É interessante observar que nossos estudantes são expostos a estes dois aspectos fundamentais do conhecimento, de uma maneira, pode-se dizer, sequencial e nem sempre útil: primeiro, sentam-se nas salas de aula e tomam conhecimento das teorias existentes: depois vão para o campo da prática. A dificuldade da articulação teoria-prática se faz, então, visível.   

Notamos que os estudantes seguem buscando desenvolver o suporte possível para a atividade clínica não só através do estudo, mas principalmente constatamos que vão aproximando-se do conhecimento teórico das diferentes linhas teóricas, percebendo suas afinidades para efetuar futuras escolhas, em boa parte inspirados na relação de identificação e de admiração com seus mestres. Lembremo-nos que o oposto também se dá, pois a rejeição a uma abordagem teórica pode estar diretamente relacionada com algum entrave relacional com um determinado modelo de atitude de um mestre.

Dias (1998, p.22) é outra autora que se inquieta com os procedimentos que rondam o estágio supervisionado, apontando a ênfase colocada na função do supervisor:

Contudo, o que se apresenta de imediato no ideário da formação é o Estágio Supervisionado constituindo-se um lugar de chegada, marcado pelo término do ciclo básico e do cumprimento de um determinado conjunto de disciplinas instrumentais. Esse lugar de chegada, funciona de certo modo como um sinal indicador de que um conjunto de noções do saber psicológico já está de posse do aluno, aguardando apenas o momento de estágio para dele se valer. A premissa que orienta tal movimento se ampara num repertório de certezas onde se reforça a idéia de que os “objetos conceituais” da psicologia correspondem necessariamente aos ideados a serem encontrados, quando uma dada realidade foi investigada. Não obstante isso, ao mesmo tempo se inicia a fase profissionalizante do currículo, com as respectivas disciplinas que lhe dão sentido, configurando o lugar de partida no projeto de integralização “formação/conclusão” e de inserção no “mercado” de trabalho. Esse lugar de partida, entre outras imagens, reflete a assunção de uma iniciação e a aquisição de um certo credenciamento para a vida profissional. Esse segundo movimento é perfeitamente entendido, já que o supervisor, geralmente se apresenta como alguém que dispõe de domínio e experiência comprovada em determinada área de atuação.

Dias (1998, p.22) é outra autora que se inquieta com os procedimentos que rondam o estágio supervisionado dentro das universidades. Sua crítica dirige-se ao fato do estágio funcionar como uma síntese da grade teórica e técnica das disciplinas curriculares e lugar de sua respectiva aplicação, constituindo-se meramente num tempo de preparação do futuro profissional para um mercado de trabalho que, em tese, espera por esse psicólogo que supostamente sabe sobre as demandas que vai encontrar e o que deve fazer. Assim, Dias aponta ceticamente para a ênfase colocada na função do supervisor como aquele que, por dominar a experiência de sua área de atuação profissional, está devidamente dotado de instrumental e de certezas a serem transmitidas e, portanto, credenciado para ser o agenciador do processo de inserção do aluno no mercado de trabalho.

Mais adiante (p.23), a autora acrescenta que o estagiário apresenta:

... o pedido incessante de um script, já que é o Estágio Supervisionado, o lugar designado para aprender na “prática” aquilo que tecnicamente só se domina em “teoria”. Através de uma visão superior e de um roteiro de ações mais ou menos previstas, o estagiário acredita estar a salvo do erro e garantido em suas futuras investidas.

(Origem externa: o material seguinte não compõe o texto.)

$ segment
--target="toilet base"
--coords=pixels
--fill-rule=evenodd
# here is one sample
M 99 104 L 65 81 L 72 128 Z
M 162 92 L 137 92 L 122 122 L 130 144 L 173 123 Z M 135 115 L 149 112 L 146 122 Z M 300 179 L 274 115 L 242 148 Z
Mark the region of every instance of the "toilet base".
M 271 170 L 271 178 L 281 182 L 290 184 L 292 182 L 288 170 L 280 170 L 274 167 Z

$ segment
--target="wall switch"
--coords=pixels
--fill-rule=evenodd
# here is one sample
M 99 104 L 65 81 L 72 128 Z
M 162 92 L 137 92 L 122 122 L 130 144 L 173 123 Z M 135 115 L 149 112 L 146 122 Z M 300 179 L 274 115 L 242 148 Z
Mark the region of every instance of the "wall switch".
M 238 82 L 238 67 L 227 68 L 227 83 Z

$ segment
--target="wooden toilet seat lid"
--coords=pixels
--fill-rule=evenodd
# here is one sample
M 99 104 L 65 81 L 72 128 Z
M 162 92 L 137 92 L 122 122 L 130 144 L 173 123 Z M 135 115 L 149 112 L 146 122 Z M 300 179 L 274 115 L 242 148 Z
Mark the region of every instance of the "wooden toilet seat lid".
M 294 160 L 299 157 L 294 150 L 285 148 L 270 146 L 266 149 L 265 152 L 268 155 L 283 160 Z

Baptista (2000) precisamente intitulou seu questionamento à formação do psicólogo como ‘A Fábrica de Interiores’, expressão que indica uma perspectiva de engrenagem na graduação que produz profissionais em série como numa linha de montagem, pondo ênfase no treinamento de atributos tecnicistas para o futuro exercício da profissão. De acordo com este autor, isso implica em excluir a subjetividade do estagiário de seu próprio processo de estágio, já que são levados a especializar-se em respostas já dadas por outros. Segundo o autor (p.28), o que podemos esperar surgir de uma educação assim fundamentada é um “... futuro promissor ordeiro, mas castrado”.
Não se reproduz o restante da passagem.